Kelvin Herrera emerges as seventh-inning force for Royals

Royals pitcher Kelvin Herrera has proved to be a shut-down option in the sixth inning recently.
Royals pitcher Kelvin Herrera has proved to be a shut-down option in the sixth inning recently. The Kansas City Star

Earlier in the summer, Royals manager Ned Yost operated under a simple but devastating plan. All he had to do, each day, was figure out a way to hand the baseball to Wade Davis in the eighth inning with a lead. From there, Davis and Greg Holland, his ninth-inning counterpart, would handle matters.

In recent weeks, as the team’s pitching staff continues to hold strong, Yost has altered his preparation to include Kelvin Herrera, who has emerged as a tremendous force in the seventh inning. Now all Yost requires is his starting pitcher to provide six quality innings.

“That’s game plan going in most every day,” Yost said.

Yost let his trio loose on the Diamondbacks on Wednesday night. Herrera, 2-2 with a 1.69 ERA, hit 101-mph on the gun. Davis induced two pop-ups and a strikeout. Holland yielded a run, but still locked down the save.

Each pitcher is a right-hander capable of suffocating fastball velocity. There is little let-up.

“You get a one-run lead in the sixth inning, you’ve got to face 100 mph, 99 mph and then 97 mph,” third baseman Mike Moustakas said. “With absolutely dirty sliders, all of them. It’s a tough, uphill battle for anybody trying to come back off of those three guys.”

Herrera actually throws a curveball, but Moustakas’ point still holds up. Herrera has rebounded from a trying 2013 campaign to establish himself as a force. After yielding nine homers last season, he has yet to allow one in 2014.

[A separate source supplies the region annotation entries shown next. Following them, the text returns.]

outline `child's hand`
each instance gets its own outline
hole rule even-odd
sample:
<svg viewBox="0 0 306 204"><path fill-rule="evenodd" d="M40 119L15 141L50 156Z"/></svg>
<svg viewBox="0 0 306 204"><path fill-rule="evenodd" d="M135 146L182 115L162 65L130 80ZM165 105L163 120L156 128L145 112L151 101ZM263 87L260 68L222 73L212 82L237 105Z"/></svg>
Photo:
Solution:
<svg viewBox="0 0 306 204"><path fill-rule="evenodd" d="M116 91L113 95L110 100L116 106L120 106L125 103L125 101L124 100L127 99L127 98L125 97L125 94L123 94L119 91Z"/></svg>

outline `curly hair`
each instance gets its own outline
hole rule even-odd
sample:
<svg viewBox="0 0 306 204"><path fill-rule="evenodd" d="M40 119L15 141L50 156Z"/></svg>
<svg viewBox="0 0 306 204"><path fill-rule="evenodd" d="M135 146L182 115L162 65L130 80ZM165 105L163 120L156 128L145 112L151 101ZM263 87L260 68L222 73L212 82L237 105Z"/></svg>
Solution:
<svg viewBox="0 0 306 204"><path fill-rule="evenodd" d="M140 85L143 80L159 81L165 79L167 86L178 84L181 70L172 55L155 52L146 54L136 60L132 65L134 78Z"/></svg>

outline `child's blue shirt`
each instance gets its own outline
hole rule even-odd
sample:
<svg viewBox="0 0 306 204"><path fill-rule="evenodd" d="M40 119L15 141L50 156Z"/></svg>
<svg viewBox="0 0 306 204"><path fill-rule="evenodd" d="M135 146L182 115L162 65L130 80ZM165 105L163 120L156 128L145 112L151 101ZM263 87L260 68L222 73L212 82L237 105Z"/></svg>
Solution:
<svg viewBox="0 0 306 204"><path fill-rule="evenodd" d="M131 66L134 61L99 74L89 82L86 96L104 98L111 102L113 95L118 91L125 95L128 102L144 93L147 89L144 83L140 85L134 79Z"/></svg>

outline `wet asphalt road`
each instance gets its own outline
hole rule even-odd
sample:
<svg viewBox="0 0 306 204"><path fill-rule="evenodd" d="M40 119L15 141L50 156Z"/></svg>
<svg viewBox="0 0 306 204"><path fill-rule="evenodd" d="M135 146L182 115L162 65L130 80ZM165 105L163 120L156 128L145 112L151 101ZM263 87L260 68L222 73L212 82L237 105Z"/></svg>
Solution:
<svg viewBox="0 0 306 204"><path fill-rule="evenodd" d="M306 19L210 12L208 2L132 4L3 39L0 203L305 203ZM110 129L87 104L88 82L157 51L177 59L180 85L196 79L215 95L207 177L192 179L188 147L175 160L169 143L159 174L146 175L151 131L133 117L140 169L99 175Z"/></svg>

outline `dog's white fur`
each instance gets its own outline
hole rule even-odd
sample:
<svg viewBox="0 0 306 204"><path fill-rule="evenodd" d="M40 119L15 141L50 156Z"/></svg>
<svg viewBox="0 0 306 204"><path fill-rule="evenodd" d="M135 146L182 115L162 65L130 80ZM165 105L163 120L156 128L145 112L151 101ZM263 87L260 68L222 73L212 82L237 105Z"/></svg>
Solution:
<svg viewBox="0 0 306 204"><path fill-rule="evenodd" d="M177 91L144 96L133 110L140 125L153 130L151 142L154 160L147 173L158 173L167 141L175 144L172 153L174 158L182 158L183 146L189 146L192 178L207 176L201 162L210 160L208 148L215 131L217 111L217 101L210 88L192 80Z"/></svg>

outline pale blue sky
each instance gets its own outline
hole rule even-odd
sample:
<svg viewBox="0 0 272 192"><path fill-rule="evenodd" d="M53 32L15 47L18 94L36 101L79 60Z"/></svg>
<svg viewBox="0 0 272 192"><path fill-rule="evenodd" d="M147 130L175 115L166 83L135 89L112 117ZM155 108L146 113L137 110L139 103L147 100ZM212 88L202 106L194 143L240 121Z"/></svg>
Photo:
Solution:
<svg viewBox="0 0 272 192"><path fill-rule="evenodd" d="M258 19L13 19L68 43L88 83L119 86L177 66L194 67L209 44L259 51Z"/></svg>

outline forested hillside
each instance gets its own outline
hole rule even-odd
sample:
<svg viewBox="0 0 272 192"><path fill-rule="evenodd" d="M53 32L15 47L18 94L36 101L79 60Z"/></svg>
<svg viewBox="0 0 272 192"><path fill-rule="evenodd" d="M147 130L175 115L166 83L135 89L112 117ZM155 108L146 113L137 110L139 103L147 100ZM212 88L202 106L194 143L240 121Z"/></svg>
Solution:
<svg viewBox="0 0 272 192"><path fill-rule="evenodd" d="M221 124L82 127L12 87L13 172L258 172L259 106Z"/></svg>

He has not given up a run since June 24. He missed time in early July because of shoulder soreness, but is holding opposing hitters to a .558 on-base plus slugging percentage in his subsequent 11 appearances.

His strikeout numbers are down, and his strikeout-to-walk ratio is a career-worst 1.90. But the Royals are happy with Herrera’s ability to command the baseball despite issuing 3.9 walks per nine.

“Last year, he was wild in the zone,” Yost said. “A lot of fastballs right down the middle. Now he’s keeping the ball down better. He’s working the corners better.”

Royals age overnight

A statistic courtesy of STATS LLC caught Yost by surprise. The Royals are actually the second-oldest team in the majors, surpassed in age only by the Yankees. The average Royal is aged 30 years and 231 days.

The team’s recent acquisitions skewed the numbers a tad. Since July the team has picked up outfielder Raul Ibañez (42), reliever Scott Downs (38) and Jason Frasor (36).

“Our core is young,” Yost said. “But our team is obviously not anymore.”